Social justice and Senate House Library (25 February)
The second session focused on social justice and Senate House Library. One aspect of this work is the generation of ‘case studies’, suggested and undertaken by library staff. In this session, we heard from four members of Senate House Library staff:
• Richard Espley: The creation of a scholarly edition of poetic drafts by Rabindranath Tagore (1861-1941), heavily revised by Thomas Sturge Moore (1870-1944), as a potential demonstration of colonial power dynamics
• Argula Rublack: Enslavement in the archives at Senate House Library
• Leila Kassir: Exploring Senate House Library's Anglophone Caribbean Literature Collection
• Fran Frenzel discussed the challenging programme to address outdated, inappropriate and occasionally offensive terminology in the library’s own description and classification of its holdings.
Or explore the slides in your own time: Doing the Work SHL slides
Precarity, casualisation and its intersections with inclusivity and diversity (18 March)
The third session focused on the question of precarity and its intersections with inclusivity and diversity at the School of Advanced Study and beyond. Invited speakers included:
- Eleanor Beal (Manchester Metropolitan University Anti-Casualisation Network)
- Rhian Elinor Keyse (Birkbeck/co-chair of the UCU Anti-Casualisation Committee)
- Sanaz Raji (Northumbria/founder of Unis Resist Border Controls)
Diversion and Inconclusivity: The Difficulties of Doing the Work (8th April)
The fourth session focused on how institutional histories and memories can inform contemporary EDI work and how the School of Advanced Study and others might rethink and retool their existing approaches in light of these histories. The speaker was Sarah Pyke (Postdoctoral Research Fellow at the Institute of English Studies, and co-convenor of ‘Doing the Work?’).
Student session of Doing the Work? (29 April)
The fifth session was co-convened by students in the School of Advanced Study, Natalia Fantetti, Christopher Lu and Conny Kaufmann. The session was open to students only, but recommendations were shared from this session in the final session on 6 May.
Questions and Conversations about Inclusion and Diversity at the School of Advanced Study (6 May)

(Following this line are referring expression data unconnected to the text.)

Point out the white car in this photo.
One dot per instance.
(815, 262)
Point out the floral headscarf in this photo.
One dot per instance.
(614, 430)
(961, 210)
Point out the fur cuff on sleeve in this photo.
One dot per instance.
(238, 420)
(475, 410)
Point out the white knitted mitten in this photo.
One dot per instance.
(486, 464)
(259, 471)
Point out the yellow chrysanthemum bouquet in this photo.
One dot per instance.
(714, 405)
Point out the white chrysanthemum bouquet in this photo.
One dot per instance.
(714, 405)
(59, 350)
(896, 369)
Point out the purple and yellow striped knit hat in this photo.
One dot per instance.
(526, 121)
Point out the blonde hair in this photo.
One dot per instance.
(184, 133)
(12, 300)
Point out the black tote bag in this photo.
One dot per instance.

The final meeting was an open forum to discuss the recommendations the organisers should put forward at the conclusion of this seminar series, and consisted of a short overview of the series by the co-convenors of the seminar, followed by an invitation to join breakout room discussions. Breakout groups included discussions on staff networks, EDI staffing across the School and UoL, partnerships and outreach, decision-making and creating cultures for sustainable EDI work.